First Author  Zhou HY Year  2023
Journal  Cell Metab Volume  35
Issue  11 Pages  1915-1930.e8
PubMed ID  37703873 Mgi Jnum  J:357884
Mgi Id  MGI:7540267 Doi  10.1016/j.cmet.2023.08.009
Citation  Zhou HY, et al. (2023) Bone marrow immune cells respond to fluctuating nutritional stress to constrain weight regain. Cell Metab
abstractText  Weight regain after weight loss is a major challenge in the treatment of obesity. Immune cells adapt to fluctuating nutritional stress, but their roles in regulating weight regain remain unclear.

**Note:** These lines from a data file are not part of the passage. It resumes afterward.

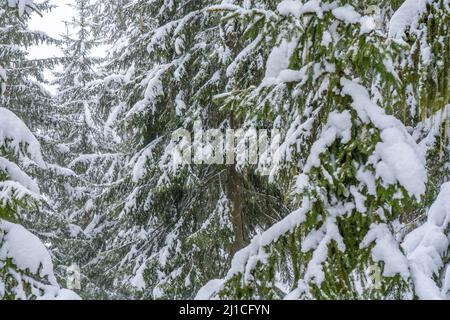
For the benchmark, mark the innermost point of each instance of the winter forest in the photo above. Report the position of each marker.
(226, 150)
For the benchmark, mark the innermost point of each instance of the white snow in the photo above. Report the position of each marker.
(347, 14)
(290, 7)
(26, 251)
(405, 16)
(14, 133)
(387, 250)
(426, 248)
(397, 157)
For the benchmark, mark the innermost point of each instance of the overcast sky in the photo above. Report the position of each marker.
(53, 24)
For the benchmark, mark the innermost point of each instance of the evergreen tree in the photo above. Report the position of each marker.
(26, 269)
(355, 197)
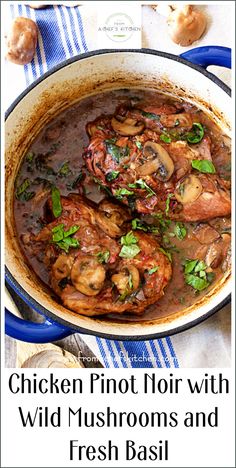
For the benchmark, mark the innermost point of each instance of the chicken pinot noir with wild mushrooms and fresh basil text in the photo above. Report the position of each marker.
(133, 216)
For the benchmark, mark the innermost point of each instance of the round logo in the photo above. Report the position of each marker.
(119, 27)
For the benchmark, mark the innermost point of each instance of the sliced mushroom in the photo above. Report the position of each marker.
(88, 275)
(157, 160)
(126, 127)
(127, 280)
(188, 189)
(62, 266)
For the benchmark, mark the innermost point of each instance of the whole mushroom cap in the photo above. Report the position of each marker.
(22, 41)
(186, 25)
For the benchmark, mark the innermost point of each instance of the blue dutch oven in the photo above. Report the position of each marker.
(185, 76)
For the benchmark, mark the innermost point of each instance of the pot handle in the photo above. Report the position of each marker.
(209, 55)
(34, 332)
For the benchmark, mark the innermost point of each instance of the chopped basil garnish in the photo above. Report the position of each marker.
(189, 265)
(63, 238)
(116, 152)
(119, 193)
(150, 115)
(196, 134)
(56, 202)
(129, 239)
(103, 257)
(129, 246)
(166, 138)
(112, 175)
(196, 282)
(142, 226)
(130, 282)
(21, 192)
(180, 231)
(142, 185)
(202, 165)
(110, 141)
(129, 251)
(153, 270)
(167, 254)
(195, 274)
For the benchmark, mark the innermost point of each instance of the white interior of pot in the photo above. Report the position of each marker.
(60, 90)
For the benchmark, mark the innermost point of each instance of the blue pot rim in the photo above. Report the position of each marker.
(9, 277)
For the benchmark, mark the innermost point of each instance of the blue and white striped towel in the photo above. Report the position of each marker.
(63, 33)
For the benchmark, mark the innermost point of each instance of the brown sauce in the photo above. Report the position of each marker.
(55, 156)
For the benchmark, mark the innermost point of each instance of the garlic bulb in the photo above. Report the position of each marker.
(52, 358)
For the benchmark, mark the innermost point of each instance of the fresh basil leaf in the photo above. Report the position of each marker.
(128, 239)
(129, 251)
(196, 134)
(202, 165)
(167, 254)
(63, 238)
(112, 175)
(56, 202)
(200, 266)
(103, 257)
(210, 276)
(117, 152)
(110, 141)
(72, 230)
(119, 193)
(58, 233)
(189, 265)
(180, 231)
(138, 224)
(197, 283)
(150, 115)
(153, 270)
(142, 185)
(166, 138)
(130, 282)
(142, 226)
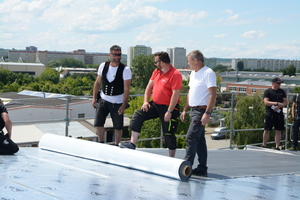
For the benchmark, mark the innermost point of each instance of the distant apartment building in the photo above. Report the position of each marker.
(251, 87)
(31, 55)
(212, 62)
(270, 64)
(178, 57)
(31, 48)
(136, 51)
(34, 69)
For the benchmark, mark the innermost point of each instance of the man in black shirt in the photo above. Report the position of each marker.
(7, 146)
(296, 121)
(274, 99)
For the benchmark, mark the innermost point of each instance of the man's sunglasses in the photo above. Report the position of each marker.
(116, 54)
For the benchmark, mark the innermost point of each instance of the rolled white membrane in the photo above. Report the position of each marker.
(153, 163)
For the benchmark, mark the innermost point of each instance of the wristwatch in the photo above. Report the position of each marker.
(207, 112)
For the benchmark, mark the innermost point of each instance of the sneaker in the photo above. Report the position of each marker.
(199, 172)
(127, 145)
(292, 149)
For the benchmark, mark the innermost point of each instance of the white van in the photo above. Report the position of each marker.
(218, 133)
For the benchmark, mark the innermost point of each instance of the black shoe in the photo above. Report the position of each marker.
(199, 172)
(276, 148)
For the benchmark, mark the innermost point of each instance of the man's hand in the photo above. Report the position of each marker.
(145, 107)
(94, 103)
(182, 116)
(167, 116)
(205, 118)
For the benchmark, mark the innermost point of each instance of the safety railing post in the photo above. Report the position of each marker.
(67, 119)
(231, 119)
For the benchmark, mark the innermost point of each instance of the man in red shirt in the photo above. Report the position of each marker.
(164, 85)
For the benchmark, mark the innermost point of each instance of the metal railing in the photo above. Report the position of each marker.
(231, 131)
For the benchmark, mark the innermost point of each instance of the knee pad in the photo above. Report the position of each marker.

Here, we identify a stem cell-like CD7(+) monocyte subpopulation accumulating in the bone marrow (BM) of mice and humans that experienced dieting-induced weight loss. Adoptive transfer of CD7(+) monocytes suppresses weight regain, whereas inducible depletion of CD7(+) monocytes accelerates it. These cells, accumulating metabolic memories via epigenetic adaptations, preferentially migrate to the subcutaneous white adipose tissue (WAT), where they secrete fibrinogen-like protein 2 (FGL2) to activate the protein kinase A (PKA) signaling pathway and facilitate beige fat thermogenesis. Nevertheless, CD7(+) monocytes gradually enter a quiescent state after weight loss, accompanied by increased susceptibility to weight regain. Notably, administration of FMS-like tyrosine kinase 3 ligand (FLT3L) remarkably rejuvenates CD7(+) monocytes, thus ameliorating rapid weight regain. Together, our findings identify a unique bone marrow-derived metabolic-memory immune cell population that could be targeted to combat obesity.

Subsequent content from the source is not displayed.